Volume is up again from last week, although the number of different IPs is down slightly.
| Day | Connections | different IPs |
| Sunday | 28,871 | +11,587 |
| Monday | 30,772 | +10,424 |
| Tuesday | 39,487 | +10,941 |
| Wednesday | 38,430 | +10,523 |
| Thursday | 36,188 | +9,602 |
| Friday | 37,864 | +10,746 |
| Saturday | 36,796 | +9,295 |
This is somewhat more even than last week, but that's about all I can say for it.
Kernel level packet filtering top ten:
Host/Mask Packets Bytes 193.70.192.0/24 18193 820K 213.4.149.12 17817 926K 213.29.7.0/24 17387 1043K 193.95.28.40 14077 653K 64.166.14.222 10431 501K 203.143.22.50 7058 423K 24.39.78.164 6715 322K 206.100.222.95 6082 292K 66.15.116.230 5391 259K 66.15.119.165 4741 222K
Things are definitely up compared to last week.
- 213.4.149.12 and 66.15.119.165 return from last week.
- 193.95.28.40 kept attempting to send us stuff that had already tripped spamtraps.
- 64.166.14.222 returns from early January, still blocked for being a PacBell DSL line.
- 203.143.22.50 is a Sri Lankan IP address with no reverse DNS.
- 24.39.78.164 and 206.100.222.95 both tried too often with bad
HELOs. - 66.15.116.230 is on the NJABL.
Connection time rejection stats:
64250 total
39581 dynamic IP
17883 bad or no reverse DNS
5133 class bl-cbl
333 class bl-dsbl
166 class bl-njabl
139 class bl-pbl
123 class bl-sbl
116 class bl-sdul
21 verticalresponse.com
13 cuttingedgemedia.com
Four of the the top 30 most rejected IPs were rejected 100 times or
more this week: 81.51.108.120 (349 times), 64.166.14.222 (199 times),
68.91.134.69 (118 times), and 211.180.132.9 (100 times). The first three
were rejected as dynamic IPs, the fourth for having bad reverse DNS. Ten
of the top 30 are currently in the CBL and a whopping 21 are currently
listed in bl.spamcop.net.
This week's Hotmail scores are:
- 5 messages accepted.
- 1 message rejected because it came from a non-Hotmail email address.

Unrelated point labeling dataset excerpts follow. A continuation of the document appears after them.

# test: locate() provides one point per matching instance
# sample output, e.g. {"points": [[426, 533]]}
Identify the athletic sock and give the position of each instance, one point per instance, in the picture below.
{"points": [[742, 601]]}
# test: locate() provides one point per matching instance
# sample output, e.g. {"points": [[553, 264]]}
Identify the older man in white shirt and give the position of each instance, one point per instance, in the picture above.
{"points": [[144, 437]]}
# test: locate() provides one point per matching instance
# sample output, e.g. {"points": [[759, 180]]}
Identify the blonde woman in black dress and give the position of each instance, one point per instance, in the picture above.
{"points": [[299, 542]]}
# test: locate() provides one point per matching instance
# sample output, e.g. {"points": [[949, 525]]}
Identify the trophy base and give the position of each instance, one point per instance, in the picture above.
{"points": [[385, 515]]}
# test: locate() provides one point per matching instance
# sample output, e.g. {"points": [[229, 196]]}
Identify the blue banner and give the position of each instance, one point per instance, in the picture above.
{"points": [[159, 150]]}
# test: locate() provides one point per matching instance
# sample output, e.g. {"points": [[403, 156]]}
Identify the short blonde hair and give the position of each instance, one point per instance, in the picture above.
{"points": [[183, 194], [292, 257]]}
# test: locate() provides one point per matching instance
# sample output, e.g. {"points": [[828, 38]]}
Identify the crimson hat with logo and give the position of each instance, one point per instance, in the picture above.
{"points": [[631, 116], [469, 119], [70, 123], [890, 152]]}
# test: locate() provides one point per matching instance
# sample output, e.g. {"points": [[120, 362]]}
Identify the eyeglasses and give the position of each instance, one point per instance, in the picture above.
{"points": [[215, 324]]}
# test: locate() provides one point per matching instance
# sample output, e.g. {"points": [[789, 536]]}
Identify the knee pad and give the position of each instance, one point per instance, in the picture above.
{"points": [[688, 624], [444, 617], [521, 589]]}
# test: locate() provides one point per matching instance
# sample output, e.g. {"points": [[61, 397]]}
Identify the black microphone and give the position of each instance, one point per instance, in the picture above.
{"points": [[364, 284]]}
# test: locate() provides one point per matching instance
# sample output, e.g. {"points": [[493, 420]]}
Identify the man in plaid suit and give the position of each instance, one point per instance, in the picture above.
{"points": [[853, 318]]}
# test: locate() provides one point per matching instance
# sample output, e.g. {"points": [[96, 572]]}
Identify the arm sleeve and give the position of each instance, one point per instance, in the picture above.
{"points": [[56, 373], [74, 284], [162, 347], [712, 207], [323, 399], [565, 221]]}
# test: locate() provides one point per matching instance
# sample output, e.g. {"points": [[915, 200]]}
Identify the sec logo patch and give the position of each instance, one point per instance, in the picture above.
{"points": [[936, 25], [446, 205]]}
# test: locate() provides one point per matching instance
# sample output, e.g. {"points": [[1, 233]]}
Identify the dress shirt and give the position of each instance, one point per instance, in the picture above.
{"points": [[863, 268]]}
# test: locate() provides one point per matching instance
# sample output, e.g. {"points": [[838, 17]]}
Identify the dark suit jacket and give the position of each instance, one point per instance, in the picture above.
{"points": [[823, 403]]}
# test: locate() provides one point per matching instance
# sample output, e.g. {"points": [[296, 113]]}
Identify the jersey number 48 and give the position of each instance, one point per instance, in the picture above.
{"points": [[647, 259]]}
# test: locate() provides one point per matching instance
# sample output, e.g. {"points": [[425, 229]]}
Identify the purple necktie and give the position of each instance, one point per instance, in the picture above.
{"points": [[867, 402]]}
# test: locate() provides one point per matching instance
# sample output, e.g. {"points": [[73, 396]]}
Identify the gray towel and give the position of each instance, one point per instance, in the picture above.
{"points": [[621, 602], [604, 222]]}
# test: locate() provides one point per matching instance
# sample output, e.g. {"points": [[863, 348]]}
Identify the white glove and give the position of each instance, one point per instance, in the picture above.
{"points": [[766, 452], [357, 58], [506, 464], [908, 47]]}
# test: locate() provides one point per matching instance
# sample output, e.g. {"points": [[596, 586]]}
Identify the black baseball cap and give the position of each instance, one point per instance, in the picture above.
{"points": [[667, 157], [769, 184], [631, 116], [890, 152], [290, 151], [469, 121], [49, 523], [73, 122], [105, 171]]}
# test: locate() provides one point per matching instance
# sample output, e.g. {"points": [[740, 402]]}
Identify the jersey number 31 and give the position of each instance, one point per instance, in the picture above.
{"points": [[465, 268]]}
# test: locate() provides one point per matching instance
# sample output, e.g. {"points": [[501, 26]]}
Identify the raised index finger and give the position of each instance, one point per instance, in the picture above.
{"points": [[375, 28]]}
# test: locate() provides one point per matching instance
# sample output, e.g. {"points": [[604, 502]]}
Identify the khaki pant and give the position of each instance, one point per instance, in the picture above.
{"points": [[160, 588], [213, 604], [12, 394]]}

- 36 messages sent to our spamtraps.
- 2 messages refused because their sender addresses had already hit our spamtraps.
- 8 messages refused due to their origin IP address (3 in the SBL, 2 from the Cote d'Ivoire, 1 in the CBL, 1 from Nigeria, and one from SAIX).
Somehow, I don't think we're losing anything by not accepting an email message this week from one 'netaleloto_awrd_006@hotmail.it'.
The SBL listings are SBL50384, from January 2007, SBL46422, from September 2006, and SBL32972, from November 2005, when it was spamming through Hotmail. I have no words.
And the final numbers:
| what | # this week | (distinct IPs) | # last week | (distinct IPs) |
Bad HELOs |
982 | 113 | 1171 | 134 |
| Bad bounces | 105 | 88 | 229 | 130 |
Germany and Russia seem to be the leading sources of bad bounces this week, with the usual contributions from various other places. Unlike last week, there's no particularly big single source; like last week, the most common bad usernames continue to be alphabetical jumbles, with a certain amount of more plausible ones mixed in. Bad bounces were sent to 96 different bad usernames this week.